Here’s one suicide case study reported in the Army’s July study: A Staff Sergeant had a hard childhood. His father was in and out of jail and both parents used illegal drugs. When he joined the Army, he thought he had finally escaped his background. He was promoted through the ranks and was well respected by his leadership. He helped to emancipate his sister and was paying for her college. Following a very violent improvised explosive device (IED) attack, he started having difficulty sleeping and was waking up with nightmares. Shortly after deploying, his parents stole his identity and incurred a large debt in his name. One night, after arguing with his family, he took his life. His action took his leadership by surprise. He was viewed as one of the most resilient Soldiers in his company.
Despite the new trend of suicide in the military, very little medical research has actually been done on the subject, said Joiner, who is also the Bright-Burton Professor of Psychology and a Distinguished Research Professor of Psychology at FSU. There’s no doubt that the trauma of combat in Afghanistan and Iraq plays a role, but that doesn’t explain why some soldiers take their own lives and others who share the same experience don’t.
“Soldiers see a lot of violence, they see death, they see the people who are closest to them in the world get killed, and they themselves are often seriously injured,” Joiner said. “That’s part of it, but that’s true of all of them, so why some and not others?”
Joiner and Gutierrez are exploring that question in order to develop better assessment tools to identify those at greatest risk and testing interventions in order to save lives.
“Assessing those at risk for suicide has been the focus of extensive research in the civilian sector,” Gutierrez said. “However, very little is currently known about how relevant existing tools are when applied to the military.

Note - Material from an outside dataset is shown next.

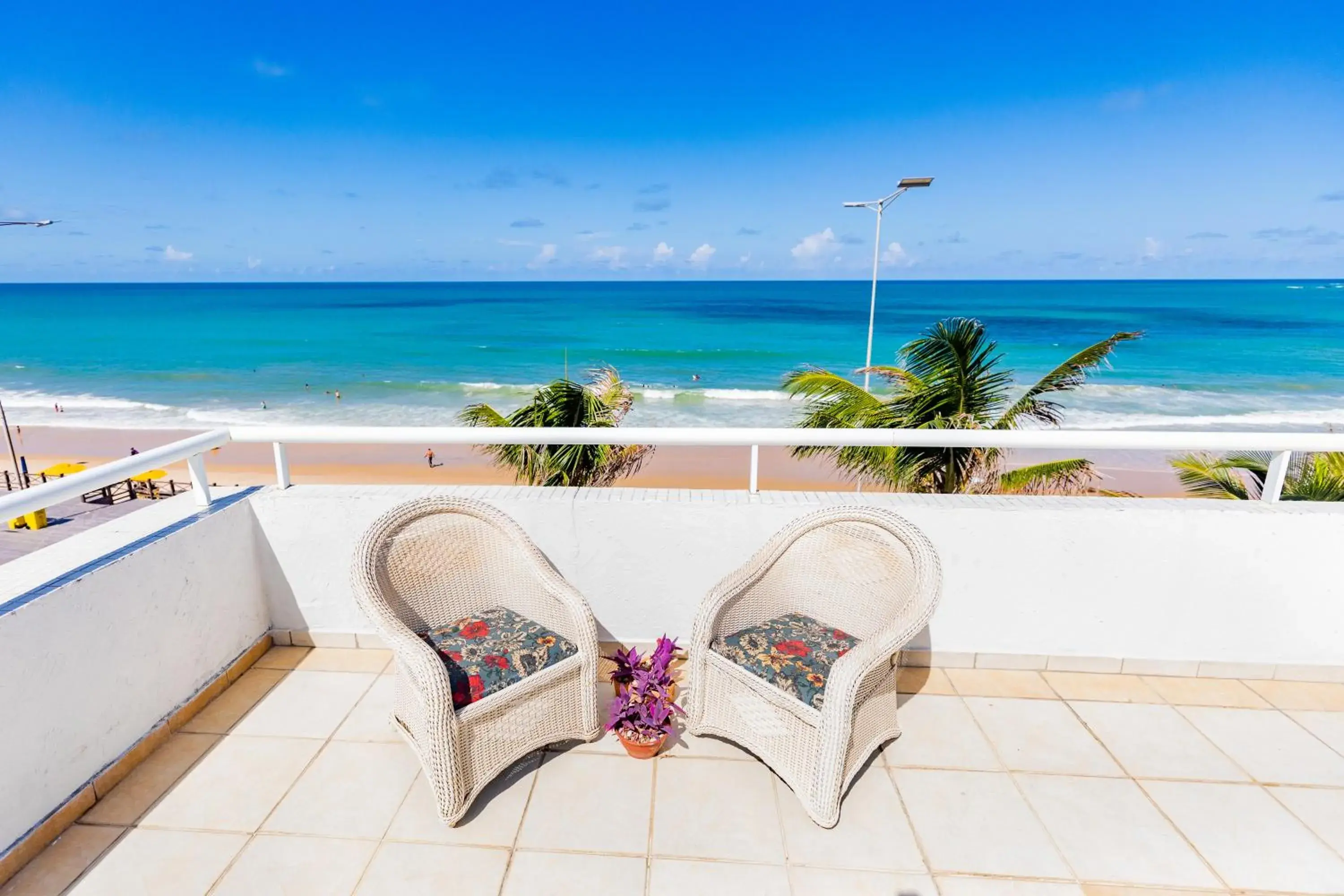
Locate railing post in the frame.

This consortium will allow us to determine how best to screen and assess personnel, develop effective interventions and ultimately to reduce suicides.”

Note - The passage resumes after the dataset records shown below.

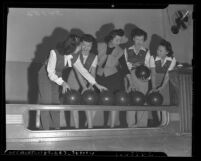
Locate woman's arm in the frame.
[47,50,64,85]
[150,68,156,89]
[73,57,96,85]
[74,68,87,89]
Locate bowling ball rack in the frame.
[6,104,180,142]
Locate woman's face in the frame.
[157,45,168,58]
[81,41,92,53]
[111,35,122,46]
[133,36,144,48]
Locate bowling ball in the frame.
[115,91,130,106]
[99,91,114,106]
[135,65,151,79]
[64,90,82,105]
[130,91,146,106]
[147,92,163,106]
[82,90,98,105]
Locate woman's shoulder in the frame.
[98,42,107,48]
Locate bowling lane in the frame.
[7,135,191,156]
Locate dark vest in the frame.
[80,53,96,71]
[127,49,148,64]
[45,49,65,77]
[155,60,172,73]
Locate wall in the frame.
[6,5,192,103]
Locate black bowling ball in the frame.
[130,91,146,106]
[82,90,98,105]
[115,91,130,106]
[99,91,114,106]
[64,90,82,105]
[135,65,151,79]
[147,92,163,106]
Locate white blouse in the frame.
[150,56,176,71]
[47,50,96,85]
[124,46,150,70]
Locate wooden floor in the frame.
[7,135,192,156]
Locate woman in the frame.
[67,34,98,128]
[38,35,105,130]
[96,29,131,128]
[150,40,176,125]
[124,28,150,127]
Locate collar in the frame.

The U.S. Army Medical Research and Materiel Command Military Operational Medicine Research Program (MOMRP) established the consortium to coordinate and focus research efforts across the DOD and all branches of the military. The MOMRP is a unique biomedical research program that focuses on providing biomedical solutions that protect soldiers and enhance their performance in operational and training environments.
“We want to develop a comprehensive approach to prevent suicide and improve mental health outcomes for men and women in uniform,” said Col. Carl Castro, director of the MOMRP.

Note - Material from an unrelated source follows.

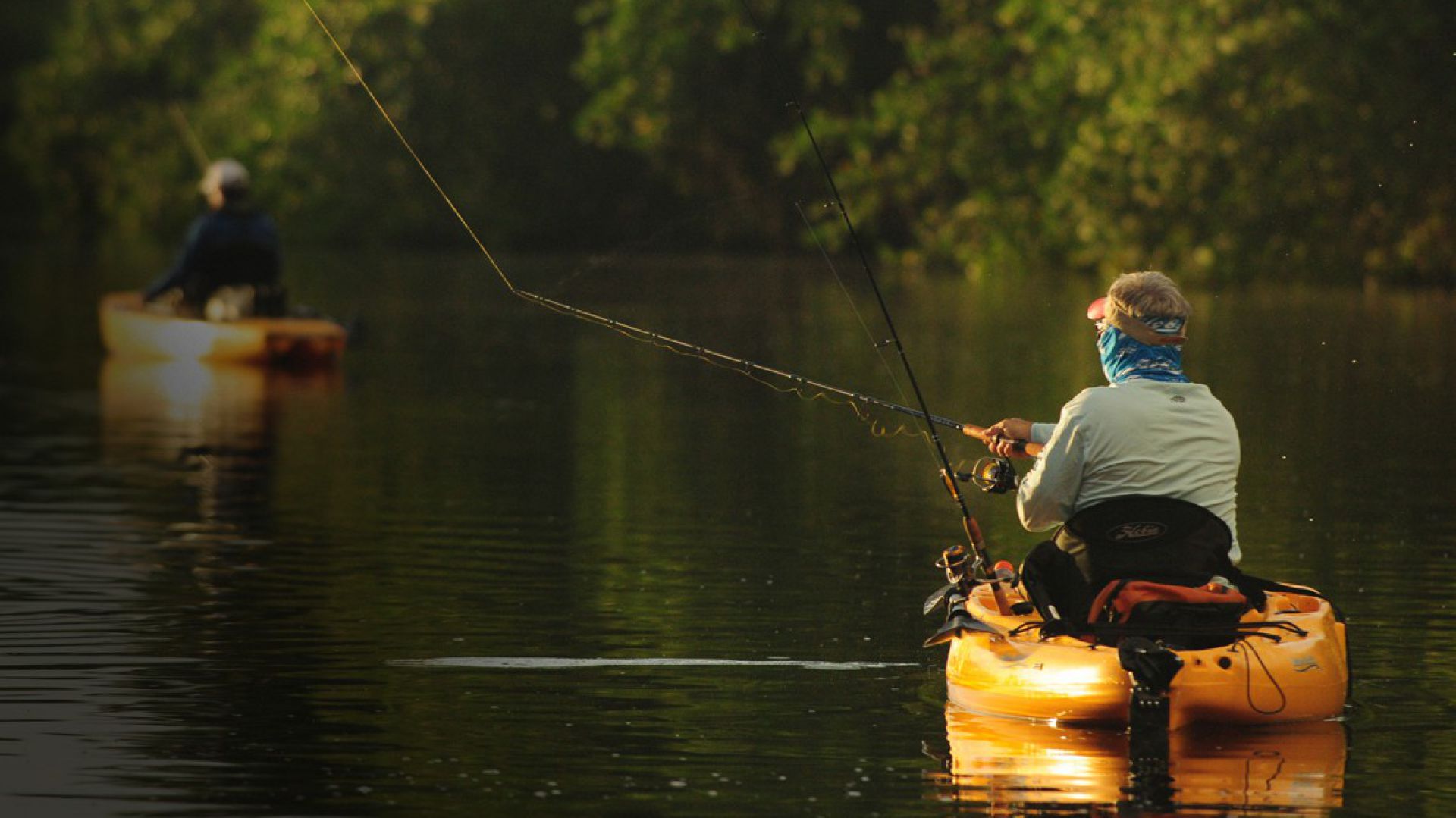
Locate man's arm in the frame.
[1016,405,1083,531]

Castro said the consortium aims to yield new scientific data on suicidal behavior in the military and to provide the scientific basis for policy recommendations and clinical practice guidelines.
Building an integrated digital library of suicide research will be key to the consortium’s effort to provide and disseminate information. Florida State School of Library and Information Studies Professor Greg Riccardi will head the effort to collect, analyze and organize research publications that are relevant to suicidal behavior in the military and develop a rapid response system to provide information to policymakers and others.
“Officials want to have a fast and accurate way of searching for the resources that will allow them to make informed decisions,” Riccardi said. “We will be creating a warehouse of all available research information relevant to suicidal behavior and a search system that will allow people to pose questions about specific areas of interest and to receive ranked lists of relevant information resources. The system will be continually updated as new information becomes available.”
Florida State Professor Richard Wagner, Professor Chris Schatschneider and Associate Professor Jon Maner, all of the psychology department, and statistics Professor Daniel McGee also are members of the consortium and will provide data analysis and consulting.